Top 5 Ways to Use Mindfulness to Get More Done at Work

No matter how productive you are, if you aren’t focusing on the most useful parts of your job that produce the results you’re after, then getting more done won’t make a huge difference to your success. So before you get down to work you need to identify which activities in your job are actually worth doing (there are so many classic business books written about this, so I’m not going to go into that! Here’s a cool summary of the classic, Seven Habits of Highly Effective People, as a great start.).

What mindfulness can do is help you get a ‘view from the balcony’ of your job or your business (if you’re the boss). Steven Covey’s Seven Habits all require mindfulness to be really good at them. And I’ve shown in my articles about forming new habits that mindfulness is key.

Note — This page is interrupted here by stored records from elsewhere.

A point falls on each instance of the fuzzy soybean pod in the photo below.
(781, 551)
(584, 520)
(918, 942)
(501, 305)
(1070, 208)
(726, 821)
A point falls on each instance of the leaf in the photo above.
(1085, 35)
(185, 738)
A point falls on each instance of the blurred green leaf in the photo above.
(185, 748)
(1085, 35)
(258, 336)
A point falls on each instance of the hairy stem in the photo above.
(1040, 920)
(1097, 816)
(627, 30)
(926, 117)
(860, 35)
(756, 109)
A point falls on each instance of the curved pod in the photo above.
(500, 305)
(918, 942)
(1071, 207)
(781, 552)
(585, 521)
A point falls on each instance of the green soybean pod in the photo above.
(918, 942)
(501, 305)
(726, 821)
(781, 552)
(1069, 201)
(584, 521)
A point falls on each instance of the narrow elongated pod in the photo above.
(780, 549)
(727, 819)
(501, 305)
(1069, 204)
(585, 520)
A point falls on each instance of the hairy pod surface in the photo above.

So here are my top 5 tips for using mindfulness to be more effective at work;

1. Take time out to view how you do your job ‘from the balcony’

How do you spend your time? What activities are actually helping you to succeed and what activities are less important or even total time wasters? Spend a few days or a week being mindful of how you spend your working hours. Keep a log of what you have spent time on each day and review it at the end of the day. Reflect on what was productive and do more of that, while ruthlessly dropping the tasks that are not producing real outcomes in your job.

2. Identify three priority tasks each day

Once you work out what are the most valuable tasks you can do, start every day by writing down the Top 3 most important tasks you want to do that day. Make sure you do these tasks before going on to the less important things or especially the time wasters (Facebook?!). Keep coming back to the list throughout the day to remind you.

3. Focus on one thing at a time – do not multi-task

Just focus on completing one thing at a time. Start the day by focusing on your most important task and do not try to do other things at the same time. Switch off all distractions – email program, phones, shut the door – while you do your main task. Research shows that each time you switch between tasks, it takes around 30 seconds of dead time before you are fully focused on the next task and can be effective. So if you switch tasks a lot, you could be wasting an hour or more each day on dead time while your brain tries to refocus! Multi-tasking is also shown to result in 3-4 times as many errors than focusing on one task.

4. Schedule times of the day for the less important things

Block out times of the day when you will respond to emails, calls and people and when you have meetings. Doing all these things in blocks of time can let you multi-task for a while, and then go off and focus on important work in an uninterrupted block of time.

5. Minimise the overload of information – emails, news, social media etc.

We receive an avalanche of information in this hyper-connected world and the mind just can’t process or retain it all. It’s difficult to be mindful when you are being bombarded with stimulation. So it’s really important to minimise the information we try to take in and just read what’s useful and important. It’s also a real time waster sifting through endless social media posts!